Re: [patch][v2] swap: virtual swap readahead

From: KAMEZAWA Hiroyuki
Date: Wed Jun 03 2009 - 21:48:46 EST


On Wed, 3 Jun 2009 00:37:39 +0200
Johannes Weiner <hannes@xxxxxxxxxxx> wrote:

> Hi Andrew,
>
> I redid the qsbench runs with a bigger page cluster (2^4).
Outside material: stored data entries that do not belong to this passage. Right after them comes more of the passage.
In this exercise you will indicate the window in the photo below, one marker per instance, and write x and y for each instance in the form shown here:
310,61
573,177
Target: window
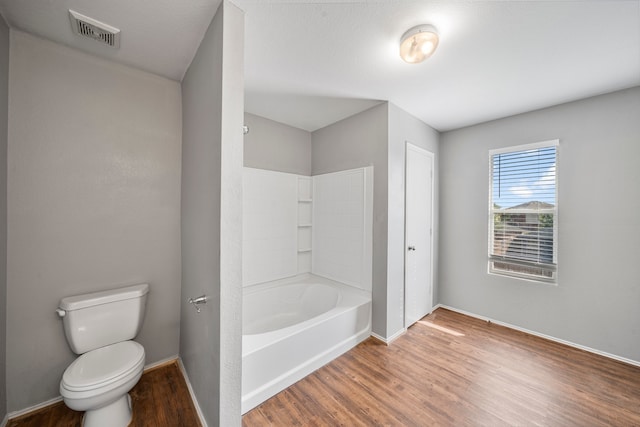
523,207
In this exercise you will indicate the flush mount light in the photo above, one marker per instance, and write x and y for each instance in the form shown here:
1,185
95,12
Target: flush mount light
418,43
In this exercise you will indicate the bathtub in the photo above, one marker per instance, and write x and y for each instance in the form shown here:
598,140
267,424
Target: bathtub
292,327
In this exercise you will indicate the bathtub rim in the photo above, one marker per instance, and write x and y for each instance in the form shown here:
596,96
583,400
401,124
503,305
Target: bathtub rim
350,297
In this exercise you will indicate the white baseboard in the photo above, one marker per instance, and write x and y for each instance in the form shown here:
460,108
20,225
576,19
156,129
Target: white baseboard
193,396
392,338
36,407
57,399
160,362
548,337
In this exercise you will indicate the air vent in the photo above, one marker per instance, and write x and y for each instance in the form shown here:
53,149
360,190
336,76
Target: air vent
89,27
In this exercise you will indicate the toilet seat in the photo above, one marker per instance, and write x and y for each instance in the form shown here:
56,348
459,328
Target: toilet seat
107,365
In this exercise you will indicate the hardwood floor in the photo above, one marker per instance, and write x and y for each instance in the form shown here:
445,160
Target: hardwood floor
454,370
161,398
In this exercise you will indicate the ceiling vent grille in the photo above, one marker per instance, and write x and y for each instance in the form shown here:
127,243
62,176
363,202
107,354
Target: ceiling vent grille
89,27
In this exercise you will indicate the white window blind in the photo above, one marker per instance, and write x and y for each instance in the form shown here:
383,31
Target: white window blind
523,208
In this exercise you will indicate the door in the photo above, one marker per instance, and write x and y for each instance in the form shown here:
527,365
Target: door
418,296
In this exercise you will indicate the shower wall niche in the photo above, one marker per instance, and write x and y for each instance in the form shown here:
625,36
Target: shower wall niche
295,224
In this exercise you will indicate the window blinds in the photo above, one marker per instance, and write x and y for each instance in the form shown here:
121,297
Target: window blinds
523,210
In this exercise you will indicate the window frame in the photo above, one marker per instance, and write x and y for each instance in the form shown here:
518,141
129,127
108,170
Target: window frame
492,259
It shows
> improvement on both versions, the patched one still performing better.
> Rik hinted me that we can make the default even bigger when we are
> better at avoiding reading unrelated pages. I am currently testing
> this. Here are the timings for 2^4 (i.e. twice the) ra pages:
>
> vanilla:
> 1 x 2048M [20 runs] user 101.41/101.06 [1.42] system 11.02/10.83 [0.92] real 368.44/361.31 [48.47]
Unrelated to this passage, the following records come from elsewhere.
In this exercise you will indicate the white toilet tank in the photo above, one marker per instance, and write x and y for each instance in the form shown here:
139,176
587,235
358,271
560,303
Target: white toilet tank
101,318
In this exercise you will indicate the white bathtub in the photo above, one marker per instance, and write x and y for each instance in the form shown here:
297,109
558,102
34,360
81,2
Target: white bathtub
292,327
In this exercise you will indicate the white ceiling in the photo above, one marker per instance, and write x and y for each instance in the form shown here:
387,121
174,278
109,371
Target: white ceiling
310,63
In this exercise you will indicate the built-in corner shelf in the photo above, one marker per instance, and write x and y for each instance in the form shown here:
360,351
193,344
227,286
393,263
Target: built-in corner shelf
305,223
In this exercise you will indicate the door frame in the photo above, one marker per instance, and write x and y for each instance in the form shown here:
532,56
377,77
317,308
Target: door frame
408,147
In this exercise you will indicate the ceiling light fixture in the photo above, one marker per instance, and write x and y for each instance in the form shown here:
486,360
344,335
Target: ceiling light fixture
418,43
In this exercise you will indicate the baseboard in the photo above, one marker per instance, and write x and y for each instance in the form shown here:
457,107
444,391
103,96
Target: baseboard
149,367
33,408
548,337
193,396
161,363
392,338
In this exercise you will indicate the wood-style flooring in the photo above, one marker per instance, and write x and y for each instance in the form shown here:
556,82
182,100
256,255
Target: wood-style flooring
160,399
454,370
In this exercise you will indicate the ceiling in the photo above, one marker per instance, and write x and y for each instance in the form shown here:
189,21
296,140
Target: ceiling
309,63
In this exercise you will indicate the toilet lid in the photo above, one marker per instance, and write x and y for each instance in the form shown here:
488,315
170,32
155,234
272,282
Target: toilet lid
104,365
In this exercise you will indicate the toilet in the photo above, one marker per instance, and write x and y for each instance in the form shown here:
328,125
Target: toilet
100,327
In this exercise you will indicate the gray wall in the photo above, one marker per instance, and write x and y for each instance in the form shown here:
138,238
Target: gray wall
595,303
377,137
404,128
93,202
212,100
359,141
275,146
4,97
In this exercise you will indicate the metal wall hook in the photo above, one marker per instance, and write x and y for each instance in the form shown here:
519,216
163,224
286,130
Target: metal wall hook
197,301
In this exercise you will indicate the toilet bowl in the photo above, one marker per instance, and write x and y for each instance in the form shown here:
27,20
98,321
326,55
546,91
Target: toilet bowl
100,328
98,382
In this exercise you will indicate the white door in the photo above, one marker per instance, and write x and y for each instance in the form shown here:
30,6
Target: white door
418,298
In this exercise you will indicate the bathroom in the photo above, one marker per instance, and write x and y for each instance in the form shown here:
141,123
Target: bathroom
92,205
> 2 x 1024M [20 runs] user 101.42/101.23 [0.66] system 12.98/13.01 [0.56] real 338.45/338.56 [2.94]
> 4 x 540M [20 runs] user 101.75/101.62 [1.03] system 10.05/9.52 [1.53] real 371.97/351.88 [77.69]
> 8 x 280M [20 runs] user 103.35/103.33 [0.63] system 9.80/9.59 [1.72] real 453.48/473.21 [115.61]
> 16 x 128M [20 runs] user 91.04/91.00 [0.86] system 8.95/9.41 [2.06] real 312.16/342.29 [100.53]
>
> vswapra:
> 1 x 2048M [20 runs] user 98.47/98.32 [1.33] system 9.85/9.90 [0.92] real 373.95/382.64 [26.77]
> 2 x 1024M [20 runs] user 96.89/97.00 [0.44] system 9.52/9.48 [1.49] real 288.43/281.55 [53.12]
> 4 x 540M [20 runs] user 98.74/98.70 [0.92] system 7.62/7.83 [1.25] real 291.15/296.94 [54.85]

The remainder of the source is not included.